Universality in chaotic quantum transport: The concordance between random matrix and semiclassical theories

TL;DR

This paper demonstrates the equivalence of random matrix theory and semiclassical methods in describing universal properties of chaotic quantum transport, providing a comprehensive combinatorial framework that applies across all symmetry classes.

Contribution

It develops a general combinatorial approach connecting semiclassical diagrams to permutation factorizations, validating the universality of random matrix predictions for all moments and symmetry classes.

Findings

Agreement between semiclassical and RMT approaches for transmission eigenvalue moments

Extension of results to all orders and symmetry classes

Semiclassical method provides access to transmission eigenvalue distribution

Abstract

Electronic transport through chaotic quantum dots exhibits universal, system independent, properties, consistent with random matrix theory.

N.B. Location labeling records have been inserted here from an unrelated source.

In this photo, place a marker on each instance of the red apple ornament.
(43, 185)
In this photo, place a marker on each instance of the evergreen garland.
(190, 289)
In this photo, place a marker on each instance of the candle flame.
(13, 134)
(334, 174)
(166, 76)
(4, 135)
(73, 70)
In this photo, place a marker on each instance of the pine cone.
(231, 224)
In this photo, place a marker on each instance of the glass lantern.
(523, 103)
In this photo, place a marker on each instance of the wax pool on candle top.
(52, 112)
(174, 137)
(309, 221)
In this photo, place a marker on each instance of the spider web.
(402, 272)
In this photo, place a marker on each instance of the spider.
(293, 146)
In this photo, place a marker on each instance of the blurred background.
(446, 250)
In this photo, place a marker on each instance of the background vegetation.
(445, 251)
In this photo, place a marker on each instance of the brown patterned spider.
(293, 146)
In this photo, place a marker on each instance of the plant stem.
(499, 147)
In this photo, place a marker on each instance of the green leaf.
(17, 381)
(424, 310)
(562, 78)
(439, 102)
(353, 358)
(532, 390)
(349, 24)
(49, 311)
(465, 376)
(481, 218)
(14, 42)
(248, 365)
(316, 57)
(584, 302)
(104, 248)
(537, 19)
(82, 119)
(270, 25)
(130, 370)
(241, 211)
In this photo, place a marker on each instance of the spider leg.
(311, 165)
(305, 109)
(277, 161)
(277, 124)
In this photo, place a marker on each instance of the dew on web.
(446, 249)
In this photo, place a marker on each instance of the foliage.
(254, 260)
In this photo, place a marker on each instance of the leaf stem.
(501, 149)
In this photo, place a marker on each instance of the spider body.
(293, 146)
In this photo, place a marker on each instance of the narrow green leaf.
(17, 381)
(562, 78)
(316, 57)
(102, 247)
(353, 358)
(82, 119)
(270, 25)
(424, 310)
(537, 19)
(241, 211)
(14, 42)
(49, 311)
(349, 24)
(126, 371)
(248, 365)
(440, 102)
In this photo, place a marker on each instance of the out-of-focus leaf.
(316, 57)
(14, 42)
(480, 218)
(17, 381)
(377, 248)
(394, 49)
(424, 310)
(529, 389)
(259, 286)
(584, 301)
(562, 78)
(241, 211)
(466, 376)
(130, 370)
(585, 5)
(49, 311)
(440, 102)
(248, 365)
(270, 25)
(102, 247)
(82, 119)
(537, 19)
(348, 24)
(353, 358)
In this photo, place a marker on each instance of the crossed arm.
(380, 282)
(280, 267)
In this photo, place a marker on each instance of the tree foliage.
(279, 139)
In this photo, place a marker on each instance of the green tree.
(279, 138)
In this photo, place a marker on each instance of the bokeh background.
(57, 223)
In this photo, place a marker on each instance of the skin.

The quantum transport can also be rooted, via the semiclassical approximation, in sums over the classical scattering trajectories. Correlations between such trajectories can be organized diagrammatically and have been shown to yield universal answers for some observables. Here, we develop the general combinatorial treatment of the semiclassical diagrams, through a connection to factorizations of permutations. We show agreement between the semiclassical and random matrix approaches to the moments of the transmission eigenvalues. The result is valid for all moments to all orders of the expansion in inverse channel number for all three main symmetry classes (with and without time reversal symmetry and spin-orbit interaction) and extends to nonlinear statistics. This finally explains the applicability of random matrix theory to chaotic quantum transport in terms of the underlying dynamics as well as providing semiclassical access to the probability density of the transmission eigenvalues.